Après la censure du Conseil constitutionnel, l’enseignement immersif est sauvé par le rapport commandé par le 1er ministre, Jean Castex. Mais la France fait l’objet d’une plainte pour “viol de nombreux droits fondamentaux”.

Le 8 avril, une majorité des députés à l’Assemblée nationale a adopté la loi dite “Molac”, qui fixe un cadre stable pour l’enseignement immersif en langues régionales, dont le catalan. Le 21 mai, ce texte avait été censuré par le Conseil constitutionnel, saisi par 60 députés de la République en Marche, principalement issus de régions monolingues, et par le ministre de l’Éducation, Jean-Michel Blanquer. Le 29 mai, Paul Molac, député breton, auteur de la loi, suggérait une modification de la Constitution pour que les langues françaises puissent être naturellement développées par la République. Pour sa part, le Premier ministre, Jean Castex, catalanophone à ses heures, a souhaité tirer toutes les conséquences", de la situation, le 25 mai, en commandant un rapport parlementaire aux députés Yannick Kerlogot (La République en Marche) et Christophe Euzet (Agir, ex-LREM).


Remis le 21 juillet, le texte commandé par le chef du gouvernement recommande la création d’un “conseil national de l’enseignement des langues régionales”, contrôlé par le ministre de l’Éducation nationale. Celui-ci, doté d’un nom notoirement catalan, présentant une ascendance valencienne, est pourtant un adversaire des langues de France. En mai 2019, il affirmait, à propos de l’enseignement bilingue cognitivement, ce n'est pas si bon que ça.

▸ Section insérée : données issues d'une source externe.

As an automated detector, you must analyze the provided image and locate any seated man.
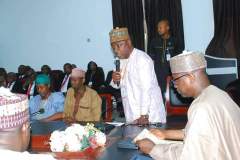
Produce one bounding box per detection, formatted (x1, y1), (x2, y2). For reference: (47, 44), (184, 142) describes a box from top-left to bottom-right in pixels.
(137, 53), (240, 160)
(0, 87), (54, 160)
(63, 68), (102, 122)
(29, 74), (65, 121)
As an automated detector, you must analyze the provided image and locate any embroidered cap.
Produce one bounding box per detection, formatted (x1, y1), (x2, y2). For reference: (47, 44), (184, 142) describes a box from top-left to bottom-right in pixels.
(109, 27), (130, 43)
(71, 68), (85, 78)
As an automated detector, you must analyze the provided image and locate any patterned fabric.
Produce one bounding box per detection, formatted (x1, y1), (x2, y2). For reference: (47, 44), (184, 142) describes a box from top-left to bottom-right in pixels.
(170, 51), (207, 73)
(109, 27), (129, 43)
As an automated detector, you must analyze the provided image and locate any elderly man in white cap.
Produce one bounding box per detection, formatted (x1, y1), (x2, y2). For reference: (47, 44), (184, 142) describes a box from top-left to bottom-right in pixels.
(63, 68), (102, 122)
(109, 28), (166, 124)
(0, 87), (54, 160)
(138, 52), (240, 160)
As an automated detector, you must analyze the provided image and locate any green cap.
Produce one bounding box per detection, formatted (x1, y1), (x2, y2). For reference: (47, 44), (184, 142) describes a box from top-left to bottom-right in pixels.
(35, 74), (50, 85)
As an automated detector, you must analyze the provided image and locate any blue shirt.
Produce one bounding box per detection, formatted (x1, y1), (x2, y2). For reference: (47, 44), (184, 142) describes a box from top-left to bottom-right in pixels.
(29, 92), (65, 120)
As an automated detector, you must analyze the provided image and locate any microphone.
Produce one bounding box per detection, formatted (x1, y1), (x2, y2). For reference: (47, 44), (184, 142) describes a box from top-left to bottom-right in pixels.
(115, 57), (120, 87)
(31, 108), (45, 116)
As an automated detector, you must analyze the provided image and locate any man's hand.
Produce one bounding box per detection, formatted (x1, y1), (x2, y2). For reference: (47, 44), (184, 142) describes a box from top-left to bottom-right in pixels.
(112, 72), (121, 83)
(64, 117), (75, 124)
(134, 115), (149, 125)
(136, 139), (155, 154)
(150, 129), (166, 139)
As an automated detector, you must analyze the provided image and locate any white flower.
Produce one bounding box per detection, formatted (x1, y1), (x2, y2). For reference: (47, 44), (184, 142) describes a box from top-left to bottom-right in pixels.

Le rapport des député préconise également la rédaction d’un projet de loi pour définir les contours de l’enseignement immersif. Ses auteurs invitent les associations qui organisent un enseignement en langue régionale (La Bressola, Arrels et Jordi Pere Cerdà, pour les Pyrénées-Orientales, Diwan pour la Bretagne, Ikastola en Pays Basque) à “rédiger un avenant aux contrats qui les lient à l’Education nationale”. Cette démarche doit notamment “préciser que l’immersion a un caractère facultatif, que c’est un choix des familles, qu’il ne s’agit pas de quelque chose de contraint, et qu’en définitive la finalité est la maîtrise des deux langues”, précise le député Kerlogot.

Plainte à l’ONU contre la France

La politique délibérée d’effacement identitaire autochtone observée en France est pointée du doigt par l’Organisation Non Gouvernementale ELEN, qui dénonce la “permanence d’une volonté d’éradication des langues territoriales autres que le français” et “une volonté de casser l’enseignement en immersion”. Cet organisme défenseur de l’égalité linguistique estime que l’Etat français “viole de nombreux droits fondamentaux prévus par des déclarations ou conventions internationales” et le rappelle “à ses obligations fondamentales de protection vis-à-vis de ses propres minorités linguistiques dans sa constitution”. Le 19 juillet, l’ELEN a député plainte contre l’Etat français auprès de l’ONU, en rassemblant ces différents arguments. Cette démarche engagée envers le pays des Lumières n’a été ébruitée ni par les apôtres de l’Egalité ni par les médias réputés pour leur tolérance culturelle.